I quite enjoy historical fiction, as a general principle, when it's well-researched, and contains characters doing things that people of their age and station might reasonably do in that time. But the thing you describe is just lying - and whether it's lying because of laziness, ignorance, stupidity, or whatever else doesn't really matter much.
Then I opened to the relevant page--and discovered that Famous Scholar had actually made penciled checkmarks (!) on the pages, one for each variant he found. And he must have had a liquid lunch or something, for he missed 50 % of the variants that were right there, obvious, in front of God and everybody...
My opinion of Famous Scholar has never recovered.
And Schliemann is suspected of primping the golden masks he found at Troy to make them more like his idea of ancient kings.
I've had a similar experience reading a new biography of Muriel Spark describing her marriage to Oswald Spark and her time in what was then Southern Rhodesia in the late 1930s. I'm sympathetic to anyone trying to describe a place as obscure and complex as this British colony and I can see she read some Doris Lessing, but she didn't look at a map of southern Africa. This sentence made me want to throw the book across the room: '... geographically, it was bordered by the Zambezi to the north, the Limpopo to the south (‘that great grey-green, greasy Limpopo river,’ wrote Kipling, ‘all set about with fever-trees’), the Kalahari desert to the east, and to the west the mountains that divide the country from
Mozambique.'
Well, no. I grew up in the Eastern Highlands of Zimbabwe on the Mozambique border, definitely in the east, not the west. And the Kalahari desert is really far away down south, far below the Limpopo in South Africa, certainly not to the east. Is she talking about the Namib desert to the west? But that's beyond Botswana. Wrong, wrong, wrong.

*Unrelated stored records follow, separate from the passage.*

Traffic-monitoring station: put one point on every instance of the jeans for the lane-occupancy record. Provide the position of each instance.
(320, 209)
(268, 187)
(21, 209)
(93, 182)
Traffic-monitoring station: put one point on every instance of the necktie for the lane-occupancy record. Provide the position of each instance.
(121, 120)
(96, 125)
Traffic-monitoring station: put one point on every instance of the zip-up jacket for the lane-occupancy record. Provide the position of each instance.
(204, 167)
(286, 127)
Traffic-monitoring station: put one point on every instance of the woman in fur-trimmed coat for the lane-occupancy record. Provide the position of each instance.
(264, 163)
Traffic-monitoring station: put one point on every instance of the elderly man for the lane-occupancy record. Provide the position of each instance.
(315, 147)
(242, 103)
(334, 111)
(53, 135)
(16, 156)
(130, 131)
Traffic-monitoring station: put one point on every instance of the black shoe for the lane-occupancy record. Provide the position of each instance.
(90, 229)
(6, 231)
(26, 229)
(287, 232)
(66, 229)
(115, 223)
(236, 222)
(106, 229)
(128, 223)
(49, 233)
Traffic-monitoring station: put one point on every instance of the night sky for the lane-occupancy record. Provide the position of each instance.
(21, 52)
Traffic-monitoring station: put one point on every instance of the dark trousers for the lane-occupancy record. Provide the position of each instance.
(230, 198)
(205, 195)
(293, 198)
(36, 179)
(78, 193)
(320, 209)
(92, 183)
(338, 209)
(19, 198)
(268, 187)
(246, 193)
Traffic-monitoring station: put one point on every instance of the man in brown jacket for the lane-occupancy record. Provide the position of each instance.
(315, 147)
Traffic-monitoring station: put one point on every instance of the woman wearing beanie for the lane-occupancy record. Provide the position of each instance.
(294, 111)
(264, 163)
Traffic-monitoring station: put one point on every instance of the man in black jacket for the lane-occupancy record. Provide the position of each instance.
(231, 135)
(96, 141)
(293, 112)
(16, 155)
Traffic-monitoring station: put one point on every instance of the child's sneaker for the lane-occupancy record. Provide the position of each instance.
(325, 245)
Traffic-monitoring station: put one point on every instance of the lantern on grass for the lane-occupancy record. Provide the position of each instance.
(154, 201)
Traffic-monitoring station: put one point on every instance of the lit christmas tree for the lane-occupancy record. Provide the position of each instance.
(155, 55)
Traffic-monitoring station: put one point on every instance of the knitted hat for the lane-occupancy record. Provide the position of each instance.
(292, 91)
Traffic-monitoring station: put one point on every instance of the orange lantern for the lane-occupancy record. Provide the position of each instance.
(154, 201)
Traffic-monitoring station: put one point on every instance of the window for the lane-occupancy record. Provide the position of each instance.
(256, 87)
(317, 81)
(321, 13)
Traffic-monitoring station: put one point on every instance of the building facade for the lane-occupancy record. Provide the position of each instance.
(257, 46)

But looking at reviews online, people seem to be reading this as more factual than it was. I can't read the TLS review as it's behind a paywall but it's headed 'Savage Scotland.'
The opening lines of the novel (written by drunken and disturbed unreliable narrator Malcolm) say My name is Malcolm MacPhee. If you are wondering why it falls to me to tell this tale, it is for no other reason than this - I am the only one left.
He must have been pretty drunk to have thought that as the 1861 census shows two sisters, a brother, two nieces and a nephew living close by.
Then by the end of the novel a drunken Malcolm muses They wish to rid Liniclate of the last of the MacPhees for I am a blight on the parish.
He's not the last of the MacPhees! There are MacPhees in Liniclate in every census up to the last published census in 1921! His brother John raised a family of nine wee MacPhees there. Malcolm himself went on to marry and raise a family there.
The quality of the writing is great; it's an engrossing novel.